Bruce Charlton said...

@David - I didn't send you an e-mail - I just didn't post your comment because you didn't provide a useable reference!

(I posted your comment, and my reply to it - then I deleted both as being of the nature of a private exchange and of no interest to the general readership - I did this on the assumption that you got comments forwarded automatically. I usually delete private exchanges, when I remember; leaving only comments that have relatively lasting interest.)

I was trying to get you to transcribe the sentences from William W's book that you found interesting and relevant, because giving a page number isn't useful, given that the book is not online.

David Balfour said...

Ah I see. No I don't get comments forwarded automatically. I will upload the quote from WW'S book another time. I look forward to hearing more in relation to this thread also. I would love to hear more of what your and other readers conception of heaven is and what they imagine or belief it might be like.

Bruce Charlton said...

@David - The thing is, if I or most other people were just to plank-down a list of the characteristics of - say - Rivendell or The Shire, then it would sound like a set of bureaucratic bullet-points rather than a utopia!

To describe something beautiful such that beauty is communicated needs beautiful writing - and we can't all manage that.

John rockwell said...

For one

All construction used to be sacred reflecting the cosmic order(or refracting and making visible the glory of God):
https://orthosphere.wordpress.com/2016/04/18/architectural-ornament-dead-or-alive/

Where what is built is simualtaneously ornament and function.

In contrast to the construction of modernity for one.

That's what fantasy dreams up in the LOTR universe.

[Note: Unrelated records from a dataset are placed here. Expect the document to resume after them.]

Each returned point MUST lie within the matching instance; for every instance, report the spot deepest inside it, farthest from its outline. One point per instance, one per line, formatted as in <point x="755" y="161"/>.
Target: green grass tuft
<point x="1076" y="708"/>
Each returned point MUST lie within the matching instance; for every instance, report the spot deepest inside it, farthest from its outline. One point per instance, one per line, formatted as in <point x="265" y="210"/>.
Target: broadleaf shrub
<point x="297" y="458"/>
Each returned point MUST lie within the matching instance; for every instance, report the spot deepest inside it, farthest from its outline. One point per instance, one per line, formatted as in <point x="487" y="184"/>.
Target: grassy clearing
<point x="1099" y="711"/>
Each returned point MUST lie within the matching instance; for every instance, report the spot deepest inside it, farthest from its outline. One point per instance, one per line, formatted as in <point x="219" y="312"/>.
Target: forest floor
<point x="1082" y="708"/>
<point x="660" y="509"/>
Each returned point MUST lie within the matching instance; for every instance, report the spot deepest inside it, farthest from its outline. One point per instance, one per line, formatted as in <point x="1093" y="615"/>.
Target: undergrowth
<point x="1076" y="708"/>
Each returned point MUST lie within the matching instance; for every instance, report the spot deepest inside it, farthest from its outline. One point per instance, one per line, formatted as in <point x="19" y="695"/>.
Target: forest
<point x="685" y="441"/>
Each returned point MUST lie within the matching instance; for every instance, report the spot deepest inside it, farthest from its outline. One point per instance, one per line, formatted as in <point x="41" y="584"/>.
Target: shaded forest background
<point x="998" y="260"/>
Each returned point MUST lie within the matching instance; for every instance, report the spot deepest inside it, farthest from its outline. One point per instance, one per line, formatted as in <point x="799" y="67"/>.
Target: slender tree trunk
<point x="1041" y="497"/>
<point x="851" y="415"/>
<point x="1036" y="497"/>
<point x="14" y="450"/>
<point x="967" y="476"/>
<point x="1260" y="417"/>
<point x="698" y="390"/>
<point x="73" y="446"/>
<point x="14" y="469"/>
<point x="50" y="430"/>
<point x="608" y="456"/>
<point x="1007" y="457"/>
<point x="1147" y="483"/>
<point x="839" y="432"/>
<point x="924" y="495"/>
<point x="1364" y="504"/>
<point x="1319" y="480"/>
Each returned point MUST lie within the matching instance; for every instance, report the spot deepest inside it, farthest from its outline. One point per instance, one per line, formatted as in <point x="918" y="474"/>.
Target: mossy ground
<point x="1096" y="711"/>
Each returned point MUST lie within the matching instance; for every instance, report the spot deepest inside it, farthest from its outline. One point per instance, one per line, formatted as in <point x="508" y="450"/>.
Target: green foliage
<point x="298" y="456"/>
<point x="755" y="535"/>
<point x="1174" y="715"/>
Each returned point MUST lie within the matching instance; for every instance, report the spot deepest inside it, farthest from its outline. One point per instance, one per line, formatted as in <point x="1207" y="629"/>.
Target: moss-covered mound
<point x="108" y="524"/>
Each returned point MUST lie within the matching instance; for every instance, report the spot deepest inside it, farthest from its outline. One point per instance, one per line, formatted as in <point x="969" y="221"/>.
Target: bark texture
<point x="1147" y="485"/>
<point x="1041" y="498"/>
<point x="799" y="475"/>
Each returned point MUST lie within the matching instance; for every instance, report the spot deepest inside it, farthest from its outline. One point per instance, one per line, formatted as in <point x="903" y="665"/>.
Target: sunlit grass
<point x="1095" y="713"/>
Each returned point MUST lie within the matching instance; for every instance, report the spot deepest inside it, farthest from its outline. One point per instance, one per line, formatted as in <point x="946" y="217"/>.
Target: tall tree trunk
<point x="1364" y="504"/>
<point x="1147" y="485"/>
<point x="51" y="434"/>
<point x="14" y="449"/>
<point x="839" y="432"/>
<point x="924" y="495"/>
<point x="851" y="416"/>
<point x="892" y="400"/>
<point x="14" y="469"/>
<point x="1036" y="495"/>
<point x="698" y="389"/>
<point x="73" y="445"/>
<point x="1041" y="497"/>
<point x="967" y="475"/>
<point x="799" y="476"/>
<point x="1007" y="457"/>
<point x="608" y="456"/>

As well as functioning societies in general.

Don said...

A small cabin near a lake in the mountains. The lakes and streams are full of feisty trout. The mountain jays will take bread right out of your hands, my family is there and we play and fish all day and sing, make music, dance, and play games and just talk all night.

Don said...

Sorry to be OT but have you watched 'The Messengers' the show seems very LDS in it's cosmology.

Bruce Charlton said...

For depictions of Heaven that 'work for me' there is Adam Greenwood's 'Sweetness of Mormon Life' theme:

http://www.jrganymede.com/tag/on-the-sweetness-of-mormon-life/

which are lovingly-crafted epiphanic expansions of the kind of scenario Don depicts.

I find that there are such moments or short periods in life, and that they are often the things I remember - if I can notice them while they are happening, or just afterwards, then that can be extremely hope-full and motivating.

It is hard to decribe an overall picture of Heaven as a society or ecosystem (!), but it is rich with such moments, and we are able simultaneously to be In them and to Appreciate them.